DIED. SPIKE MILLIGAN, 83, irreverent comedian and founding member of The Goon Show, the anarchic 1950s radio series co-starring Harry Secombe, Michael Bentine and Peter Sellers that redefined modern British humor; in Rye, England. Milligan started his career at the age of 15 singing in music halls. Injured as a soldier during WW II, he first experienced the mental illness that was to haunt him for the rest of his life. When the The Goon Show ended in 1960, Milligan became a comedy-show host, and appeared in a number of films, including Monty Python’s Life of Brian. A prolific author, he wrote more than 50 books. See Eulogy.
RETIRED. ALLAN DONALD, RETIRED. ALLAN DONALD, 35, South Africa’s all-time leading bowler, from Test cricket; in Johannesburg. Donald, who had taken 330 wickets in 70 Tests, quit after mounting injuries.
VISAS REVOKED. Of SHAWN CRISPIN, 33, and RODNEY TASKER, 56, Far Eastern Economic Review reporters, by Thai police; in Bangkok. The pair face expulsion from the country and possible criminal charges primarily because of an article alleging tensions between Thailand’s King and Prime Minister.
CONVICTED. FRANCOISE SAGAN, 66, French author whose debut novel Bonjour Tristesse, written at the age of 19, became an international best-seller, of tax fraud; in Paris. Sagan was given a one-year suspended jail sentence for failing to declare $726,000.
Eulogy
By GEORGE MELLY
To die at 83 seems reasonable, only of course SPIKE MILLIGAN was the enemy of reason. As a result our genuine sadness is underpinned by a totally illogical resentment.
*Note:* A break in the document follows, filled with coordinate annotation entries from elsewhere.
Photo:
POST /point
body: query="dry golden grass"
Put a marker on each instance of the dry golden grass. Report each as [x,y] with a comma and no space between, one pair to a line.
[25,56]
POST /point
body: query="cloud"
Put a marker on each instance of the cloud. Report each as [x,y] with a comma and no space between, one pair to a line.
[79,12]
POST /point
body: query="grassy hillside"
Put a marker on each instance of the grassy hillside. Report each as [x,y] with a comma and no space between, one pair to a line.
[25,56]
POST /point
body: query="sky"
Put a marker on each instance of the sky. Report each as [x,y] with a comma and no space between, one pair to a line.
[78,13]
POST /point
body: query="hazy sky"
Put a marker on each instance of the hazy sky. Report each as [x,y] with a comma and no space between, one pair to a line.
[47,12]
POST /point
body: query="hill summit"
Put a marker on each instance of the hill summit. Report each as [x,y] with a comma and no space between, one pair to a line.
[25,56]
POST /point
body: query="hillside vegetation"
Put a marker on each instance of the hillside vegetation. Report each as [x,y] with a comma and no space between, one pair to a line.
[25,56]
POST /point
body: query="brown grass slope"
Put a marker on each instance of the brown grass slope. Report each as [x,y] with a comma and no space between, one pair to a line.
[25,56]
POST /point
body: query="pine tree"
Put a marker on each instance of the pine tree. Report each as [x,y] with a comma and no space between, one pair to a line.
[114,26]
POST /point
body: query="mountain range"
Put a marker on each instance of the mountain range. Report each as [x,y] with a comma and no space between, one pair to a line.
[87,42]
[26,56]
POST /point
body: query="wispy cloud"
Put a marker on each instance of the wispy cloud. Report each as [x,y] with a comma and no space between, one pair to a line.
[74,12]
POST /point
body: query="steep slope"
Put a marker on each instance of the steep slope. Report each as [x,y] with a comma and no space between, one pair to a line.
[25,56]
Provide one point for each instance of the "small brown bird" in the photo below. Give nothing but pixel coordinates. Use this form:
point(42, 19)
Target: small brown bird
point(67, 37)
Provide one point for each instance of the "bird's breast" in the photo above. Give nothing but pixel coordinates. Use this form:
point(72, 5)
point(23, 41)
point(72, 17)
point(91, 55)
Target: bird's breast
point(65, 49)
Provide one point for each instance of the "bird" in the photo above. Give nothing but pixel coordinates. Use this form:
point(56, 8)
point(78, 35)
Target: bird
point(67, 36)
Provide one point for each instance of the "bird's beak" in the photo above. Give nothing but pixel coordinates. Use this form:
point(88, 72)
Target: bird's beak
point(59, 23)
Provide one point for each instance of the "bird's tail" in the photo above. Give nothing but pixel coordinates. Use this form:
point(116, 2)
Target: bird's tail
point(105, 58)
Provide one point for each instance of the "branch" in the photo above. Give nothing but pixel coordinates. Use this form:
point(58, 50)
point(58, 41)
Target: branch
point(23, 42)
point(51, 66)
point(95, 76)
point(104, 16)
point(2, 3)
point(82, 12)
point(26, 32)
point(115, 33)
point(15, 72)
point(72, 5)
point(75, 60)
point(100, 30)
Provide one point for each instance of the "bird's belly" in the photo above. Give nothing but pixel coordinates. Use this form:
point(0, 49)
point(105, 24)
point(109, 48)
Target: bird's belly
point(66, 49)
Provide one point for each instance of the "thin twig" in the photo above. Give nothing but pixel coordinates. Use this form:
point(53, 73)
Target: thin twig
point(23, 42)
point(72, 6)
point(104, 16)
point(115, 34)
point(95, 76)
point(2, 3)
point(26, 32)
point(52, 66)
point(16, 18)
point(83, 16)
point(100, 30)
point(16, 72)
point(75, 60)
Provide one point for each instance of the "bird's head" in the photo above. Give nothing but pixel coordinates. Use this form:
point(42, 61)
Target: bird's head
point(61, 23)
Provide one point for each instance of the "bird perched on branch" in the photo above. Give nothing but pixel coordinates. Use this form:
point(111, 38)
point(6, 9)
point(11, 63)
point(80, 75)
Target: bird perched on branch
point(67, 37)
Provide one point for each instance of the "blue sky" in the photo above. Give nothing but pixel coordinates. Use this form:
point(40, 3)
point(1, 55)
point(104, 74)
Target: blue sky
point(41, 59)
Most great comics are to some extent manic-depressive, but Spike was an extreme case, swinging between certifiable despair and a spate of creativity that threatened to sweep him away. He once said he would sacrifice everything for mental peace. Had he done so we would have been the poorer.
A friendship with Spike was to walk on eggshells. He once sent me a furious letter because I had called him a genius. Van Gogh, he maintained, was a genius. He, Spike, was not! He was wrong. The best definition of genius was given me by a philosopher: “A genius is one who, however slightly, alters our perception of reality.” The father of the Goons fits that bill alright. Modern comedy owes an enormous debt to that fierce, inventive mania.